Open Acanthiza opened 7 months ago

Acanthiza commented 7 months ago
  1. bio_all start (x rows, n columns (cols defined in data_map))
  2. add_bins (taxonomic (rather than use filter_taxa, left_join to taxa$lutaxa)), geographic (add_raster_cell) and temporal (year)) (x rows, m (> n) columns)
    • save this as clean_start (or possibly it is made in envOcc)
    • there is no reason a few different bins couldn't be added here (e.g. 30 m, 90 m, 1 km, month, season, taxonomic hierarchy)
    • although it'd get unwieldy having such a wide data set. Perhaps have bin lookups? (taxa$lutaxa already does that).
    • This is starting to sound like some form of database... possibly via arrow?

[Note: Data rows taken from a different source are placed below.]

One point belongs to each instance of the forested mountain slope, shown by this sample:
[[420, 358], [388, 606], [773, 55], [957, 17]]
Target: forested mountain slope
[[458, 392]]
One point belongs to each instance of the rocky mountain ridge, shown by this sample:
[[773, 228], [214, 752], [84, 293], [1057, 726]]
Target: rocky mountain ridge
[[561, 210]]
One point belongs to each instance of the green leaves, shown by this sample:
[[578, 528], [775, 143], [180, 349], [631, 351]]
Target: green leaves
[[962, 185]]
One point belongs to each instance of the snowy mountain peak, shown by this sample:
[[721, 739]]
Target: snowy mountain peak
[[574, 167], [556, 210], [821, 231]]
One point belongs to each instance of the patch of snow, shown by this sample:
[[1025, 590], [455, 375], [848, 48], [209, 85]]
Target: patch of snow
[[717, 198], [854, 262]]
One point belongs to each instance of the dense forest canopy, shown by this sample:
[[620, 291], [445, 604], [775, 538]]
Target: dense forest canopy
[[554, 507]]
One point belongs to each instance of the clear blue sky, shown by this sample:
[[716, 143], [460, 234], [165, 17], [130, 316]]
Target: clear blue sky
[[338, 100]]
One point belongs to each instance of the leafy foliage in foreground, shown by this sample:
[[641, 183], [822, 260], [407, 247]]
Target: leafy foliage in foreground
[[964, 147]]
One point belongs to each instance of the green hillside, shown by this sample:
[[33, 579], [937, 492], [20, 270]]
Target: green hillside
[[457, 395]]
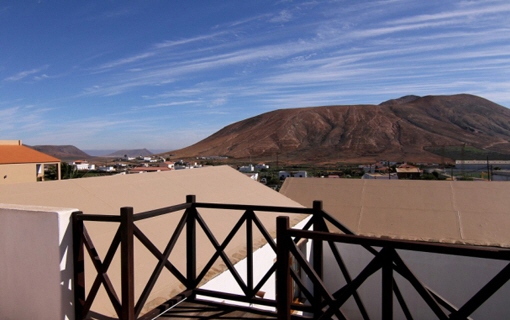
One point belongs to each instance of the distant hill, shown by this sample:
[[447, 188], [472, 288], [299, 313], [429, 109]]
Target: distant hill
[[66, 152], [404, 129], [130, 153]]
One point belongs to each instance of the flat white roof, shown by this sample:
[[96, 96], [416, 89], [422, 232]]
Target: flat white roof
[[439, 211]]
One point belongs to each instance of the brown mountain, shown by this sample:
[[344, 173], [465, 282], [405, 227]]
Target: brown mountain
[[65, 152], [397, 129]]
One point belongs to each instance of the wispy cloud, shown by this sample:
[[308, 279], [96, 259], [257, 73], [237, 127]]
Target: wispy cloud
[[23, 74], [283, 16]]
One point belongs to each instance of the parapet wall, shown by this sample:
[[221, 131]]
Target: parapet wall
[[36, 263]]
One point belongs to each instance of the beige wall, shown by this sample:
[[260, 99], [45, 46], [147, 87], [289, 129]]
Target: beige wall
[[35, 263], [16, 173], [11, 142]]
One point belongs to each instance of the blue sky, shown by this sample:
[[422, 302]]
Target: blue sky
[[166, 74]]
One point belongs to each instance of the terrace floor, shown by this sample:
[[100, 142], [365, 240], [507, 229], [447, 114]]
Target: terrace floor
[[197, 310]]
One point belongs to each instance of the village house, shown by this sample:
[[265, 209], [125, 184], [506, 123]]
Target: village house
[[407, 171], [19, 163]]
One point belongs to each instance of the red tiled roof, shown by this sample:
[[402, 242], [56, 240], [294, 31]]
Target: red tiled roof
[[12, 154]]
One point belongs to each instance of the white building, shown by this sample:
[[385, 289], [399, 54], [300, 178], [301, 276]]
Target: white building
[[248, 168]]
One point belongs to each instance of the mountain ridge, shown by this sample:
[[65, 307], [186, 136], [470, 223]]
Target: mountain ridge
[[397, 129]]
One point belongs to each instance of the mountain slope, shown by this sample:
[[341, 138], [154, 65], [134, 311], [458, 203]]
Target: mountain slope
[[397, 129]]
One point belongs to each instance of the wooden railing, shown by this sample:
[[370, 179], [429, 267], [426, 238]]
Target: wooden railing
[[124, 304], [327, 304], [320, 302]]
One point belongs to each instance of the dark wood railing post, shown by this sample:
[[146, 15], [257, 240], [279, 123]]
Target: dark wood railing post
[[127, 263], [387, 284], [283, 279], [317, 247], [78, 266], [249, 252], [191, 244]]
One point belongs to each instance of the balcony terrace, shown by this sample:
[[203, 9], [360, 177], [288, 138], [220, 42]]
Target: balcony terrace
[[301, 285]]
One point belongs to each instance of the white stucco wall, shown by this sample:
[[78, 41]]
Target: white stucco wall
[[454, 278], [35, 263]]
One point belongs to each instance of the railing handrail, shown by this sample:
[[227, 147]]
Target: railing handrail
[[496, 253]]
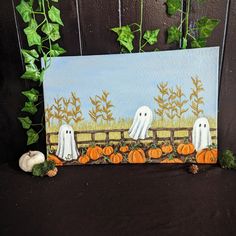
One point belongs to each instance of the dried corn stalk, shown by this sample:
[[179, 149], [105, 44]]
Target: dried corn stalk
[[66, 111], [96, 112], [180, 102], [57, 110], [162, 100], [171, 107], [196, 99], [48, 115], [76, 113], [106, 107]]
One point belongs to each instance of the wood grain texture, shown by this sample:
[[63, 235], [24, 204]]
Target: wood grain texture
[[97, 18], [12, 136], [154, 16], [227, 108], [70, 35], [215, 9]]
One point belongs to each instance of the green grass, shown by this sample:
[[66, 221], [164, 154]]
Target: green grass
[[126, 123]]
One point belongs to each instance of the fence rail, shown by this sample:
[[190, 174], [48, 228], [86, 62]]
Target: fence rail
[[154, 137]]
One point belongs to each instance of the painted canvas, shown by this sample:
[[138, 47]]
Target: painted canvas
[[156, 107]]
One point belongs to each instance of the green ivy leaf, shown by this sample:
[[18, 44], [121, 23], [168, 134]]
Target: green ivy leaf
[[51, 30], [42, 76], [198, 43], [32, 95], [173, 6], [184, 43], [25, 10], [31, 72], [55, 15], [29, 55], [25, 122], [56, 50], [33, 37], [30, 108], [174, 34], [33, 136], [39, 8], [151, 36], [205, 26], [125, 37]]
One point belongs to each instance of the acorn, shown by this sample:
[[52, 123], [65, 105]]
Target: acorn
[[193, 169]]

  3. non-dependent filters (absences, state/city centoids, geographic range, date range) (y (< x) rows, m columns)*
  4. unique bins (z (< y) rows, cols = context cols (bin cols))

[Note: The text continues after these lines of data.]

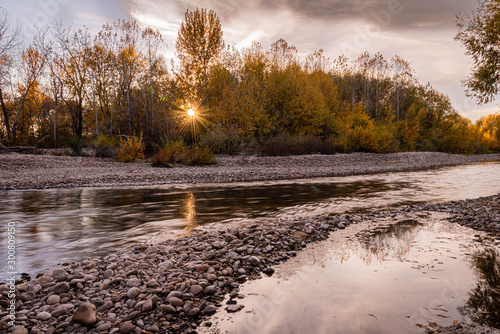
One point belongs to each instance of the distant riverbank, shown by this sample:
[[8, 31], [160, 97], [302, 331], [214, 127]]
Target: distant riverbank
[[20, 171]]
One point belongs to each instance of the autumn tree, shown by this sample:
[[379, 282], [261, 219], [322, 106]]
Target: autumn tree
[[199, 41], [73, 47], [9, 40], [479, 33]]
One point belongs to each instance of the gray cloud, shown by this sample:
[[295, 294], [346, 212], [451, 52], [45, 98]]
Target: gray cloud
[[408, 14]]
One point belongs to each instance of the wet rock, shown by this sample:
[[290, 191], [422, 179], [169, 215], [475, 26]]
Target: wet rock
[[43, 316], [175, 301], [104, 327], [20, 330], [60, 275], [152, 284], [132, 293], [134, 282], [62, 287], [234, 308], [85, 314], [127, 327], [195, 289], [194, 313], [27, 296], [254, 260], [53, 299], [202, 268], [167, 309], [148, 305], [108, 273]]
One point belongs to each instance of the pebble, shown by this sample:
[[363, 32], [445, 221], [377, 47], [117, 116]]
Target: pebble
[[127, 327], [53, 299], [44, 316], [85, 314], [132, 293]]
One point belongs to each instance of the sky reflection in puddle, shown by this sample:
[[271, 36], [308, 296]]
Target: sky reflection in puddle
[[394, 279]]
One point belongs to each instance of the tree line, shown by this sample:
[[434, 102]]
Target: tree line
[[71, 83]]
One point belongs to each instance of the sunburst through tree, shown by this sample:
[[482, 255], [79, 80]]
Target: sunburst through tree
[[194, 114]]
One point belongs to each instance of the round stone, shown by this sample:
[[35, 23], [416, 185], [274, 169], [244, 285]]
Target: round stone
[[53, 299], [85, 314], [44, 316], [132, 293]]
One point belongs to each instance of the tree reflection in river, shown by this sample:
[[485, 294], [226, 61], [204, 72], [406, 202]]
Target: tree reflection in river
[[394, 240], [483, 305]]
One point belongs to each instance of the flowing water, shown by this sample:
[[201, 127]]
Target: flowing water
[[394, 277], [62, 225]]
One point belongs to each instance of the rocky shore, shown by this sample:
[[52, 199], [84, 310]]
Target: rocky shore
[[481, 214], [21, 171], [174, 286], [169, 287]]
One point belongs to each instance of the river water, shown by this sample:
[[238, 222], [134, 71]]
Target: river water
[[398, 276], [63, 225]]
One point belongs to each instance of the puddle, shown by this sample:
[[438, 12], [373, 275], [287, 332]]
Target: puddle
[[391, 278]]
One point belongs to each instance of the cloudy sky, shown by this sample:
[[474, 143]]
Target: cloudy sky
[[420, 31]]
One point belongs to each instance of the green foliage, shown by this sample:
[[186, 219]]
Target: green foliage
[[130, 149], [161, 159], [480, 35], [105, 146], [287, 145], [178, 152], [221, 140], [198, 156], [76, 145], [118, 82]]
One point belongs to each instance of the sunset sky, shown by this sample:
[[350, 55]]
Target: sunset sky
[[419, 31]]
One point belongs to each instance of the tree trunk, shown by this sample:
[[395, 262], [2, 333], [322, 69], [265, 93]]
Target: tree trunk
[[79, 129], [5, 113], [55, 120]]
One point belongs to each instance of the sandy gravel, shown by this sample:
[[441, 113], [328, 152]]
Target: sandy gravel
[[20, 171]]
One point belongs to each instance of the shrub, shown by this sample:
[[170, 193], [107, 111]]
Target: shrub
[[221, 140], [130, 149], [161, 159], [199, 156], [178, 152], [105, 146], [277, 146], [287, 145], [76, 145], [175, 151]]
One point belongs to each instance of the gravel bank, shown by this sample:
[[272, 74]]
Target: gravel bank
[[174, 286], [481, 214], [42, 171]]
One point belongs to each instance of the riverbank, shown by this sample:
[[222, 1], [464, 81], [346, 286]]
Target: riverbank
[[176, 285], [43, 171]]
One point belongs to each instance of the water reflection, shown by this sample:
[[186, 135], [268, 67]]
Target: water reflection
[[422, 283], [483, 304], [394, 240]]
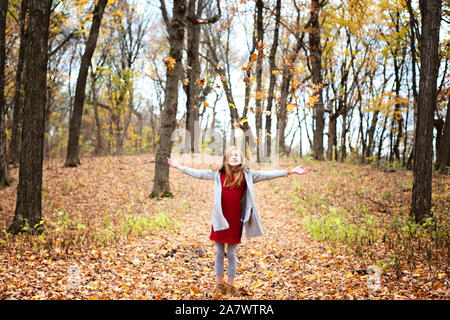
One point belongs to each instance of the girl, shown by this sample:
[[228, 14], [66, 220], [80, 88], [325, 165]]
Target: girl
[[234, 209]]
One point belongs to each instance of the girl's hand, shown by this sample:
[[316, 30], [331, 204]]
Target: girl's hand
[[299, 170], [174, 164]]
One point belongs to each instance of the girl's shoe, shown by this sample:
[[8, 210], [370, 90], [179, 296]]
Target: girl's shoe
[[231, 291], [220, 288]]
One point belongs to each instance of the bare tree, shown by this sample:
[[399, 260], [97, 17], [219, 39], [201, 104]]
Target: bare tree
[[28, 210], [5, 178], [429, 52], [73, 147]]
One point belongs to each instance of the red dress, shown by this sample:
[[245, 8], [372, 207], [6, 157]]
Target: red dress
[[231, 208]]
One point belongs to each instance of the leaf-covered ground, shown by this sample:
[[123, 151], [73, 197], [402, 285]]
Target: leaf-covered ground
[[108, 240]]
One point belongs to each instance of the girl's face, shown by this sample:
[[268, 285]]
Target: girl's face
[[234, 159]]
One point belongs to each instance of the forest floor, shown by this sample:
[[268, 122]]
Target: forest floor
[[108, 240]]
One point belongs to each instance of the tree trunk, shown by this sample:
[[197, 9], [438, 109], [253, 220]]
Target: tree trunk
[[444, 148], [5, 178], [273, 67], [258, 103], [192, 88], [14, 144], [429, 45], [316, 65], [28, 210], [161, 186], [73, 147]]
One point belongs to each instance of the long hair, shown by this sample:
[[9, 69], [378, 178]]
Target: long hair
[[238, 170]]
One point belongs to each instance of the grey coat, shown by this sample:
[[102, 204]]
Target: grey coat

  5. reduce each non-context attribute (via make_attribute) required in each bin (each with z rows, bins + 1 cols)
    • I think this could be done for each required attribute, not sequentially, and then brought together at the end (as the bins define unique contexts, so left_joining them all together should result in y rows)

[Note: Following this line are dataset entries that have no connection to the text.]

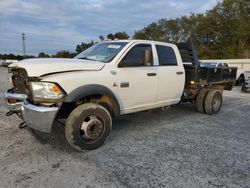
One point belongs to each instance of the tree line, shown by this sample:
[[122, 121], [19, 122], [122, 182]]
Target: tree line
[[222, 32]]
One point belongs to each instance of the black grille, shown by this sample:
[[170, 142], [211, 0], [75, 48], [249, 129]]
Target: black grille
[[20, 80]]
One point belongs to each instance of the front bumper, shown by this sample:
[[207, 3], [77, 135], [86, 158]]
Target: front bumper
[[40, 118], [13, 101]]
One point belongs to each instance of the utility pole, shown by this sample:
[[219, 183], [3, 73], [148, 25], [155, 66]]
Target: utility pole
[[23, 38]]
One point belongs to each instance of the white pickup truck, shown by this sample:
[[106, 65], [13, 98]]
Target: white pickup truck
[[246, 85], [110, 79]]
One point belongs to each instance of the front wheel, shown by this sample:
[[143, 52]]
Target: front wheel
[[213, 102], [88, 126]]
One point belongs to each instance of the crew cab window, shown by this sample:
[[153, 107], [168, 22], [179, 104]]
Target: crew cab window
[[139, 55], [166, 55]]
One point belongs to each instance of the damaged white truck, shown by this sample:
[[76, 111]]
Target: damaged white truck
[[110, 79]]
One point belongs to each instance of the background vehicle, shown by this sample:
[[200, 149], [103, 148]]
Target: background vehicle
[[213, 64], [111, 79], [242, 65], [246, 86]]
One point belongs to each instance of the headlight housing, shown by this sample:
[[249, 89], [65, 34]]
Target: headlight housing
[[46, 91]]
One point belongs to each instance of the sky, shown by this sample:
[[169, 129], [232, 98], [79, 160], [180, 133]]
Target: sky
[[54, 25]]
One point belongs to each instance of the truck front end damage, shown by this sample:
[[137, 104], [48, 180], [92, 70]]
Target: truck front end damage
[[21, 100]]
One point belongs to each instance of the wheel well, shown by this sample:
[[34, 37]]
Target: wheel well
[[102, 100]]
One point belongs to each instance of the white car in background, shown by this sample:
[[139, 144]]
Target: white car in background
[[246, 86]]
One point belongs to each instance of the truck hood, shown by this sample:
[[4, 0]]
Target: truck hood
[[44, 66]]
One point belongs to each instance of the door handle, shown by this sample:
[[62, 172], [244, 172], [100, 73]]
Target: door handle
[[179, 72], [151, 74]]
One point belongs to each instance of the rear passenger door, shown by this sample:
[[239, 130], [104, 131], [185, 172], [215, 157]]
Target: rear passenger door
[[171, 77]]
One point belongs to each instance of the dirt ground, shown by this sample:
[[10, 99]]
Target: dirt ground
[[175, 147]]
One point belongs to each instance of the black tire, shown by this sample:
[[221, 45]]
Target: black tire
[[40, 136], [240, 81], [244, 88], [88, 126], [200, 100], [213, 102]]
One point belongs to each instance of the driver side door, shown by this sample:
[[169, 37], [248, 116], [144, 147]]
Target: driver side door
[[138, 78]]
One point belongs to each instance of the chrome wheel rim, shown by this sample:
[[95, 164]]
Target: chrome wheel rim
[[91, 127], [216, 102]]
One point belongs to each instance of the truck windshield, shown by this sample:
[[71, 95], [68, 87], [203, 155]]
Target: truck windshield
[[104, 52]]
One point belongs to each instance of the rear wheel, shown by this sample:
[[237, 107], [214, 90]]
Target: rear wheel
[[243, 88], [200, 100], [88, 126], [213, 102]]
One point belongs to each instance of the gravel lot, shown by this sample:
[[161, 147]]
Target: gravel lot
[[176, 147]]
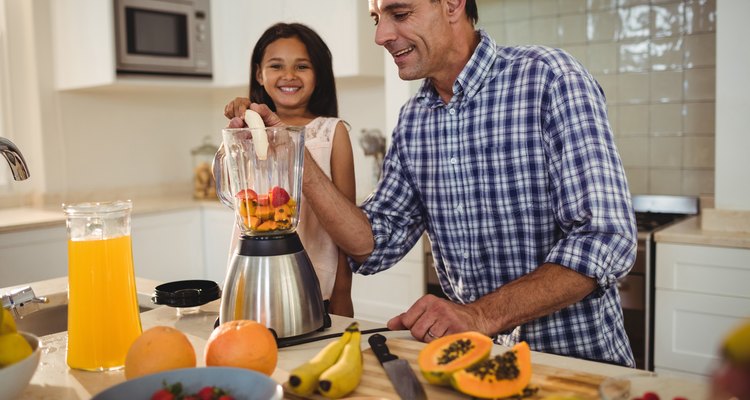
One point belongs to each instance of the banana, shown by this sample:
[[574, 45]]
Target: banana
[[260, 138], [344, 376], [303, 380], [736, 346]]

    • So you'd have, per bin, the best guess at each attribute
    • reduce_geo_rel exception here but same concept (exception as it isn't run via make_attribute due to the over rides. Consider generalising reduce_geo_rel as a template for all make_attribute. e.g. say, include over_ride concept in make_attribute?)
  6. reduced data set (z rows. o columns = bins plus attributes)
  7. dependent filters (e.g. fbd, taxa richness by environmental setting, NAs) (a (< z) rows, o columns)*
  8. final check (e.g. singletons, dplyr::distinct) (a or b (< a) rows, o columns)
    • clean_end

* I'm struggling to conceptually isolate these filters. It is something to do with the information in the 'non-dependent' columns not being brought through to the 'dependent' filter stage. i.e. the non-dependent filter step needs to deal with filters that are the same for any record (say, it is collected before a minimum year, or the record is in the centre of Adelaide) and / or it contains information that we want to lose before reducing (say, we want to exclude a particular survey). In contrast the dependent filters can only be applied once the records are reduced to their bins (particularly fbd, as it relies on standardised taxonomy, or, say, bins that are exceptionally rich in taxa compared to their environmental peers) and / or they contain columns that are required in down stream analysis (and therefore can't be removed, say, rel_metres_adj in envPIA).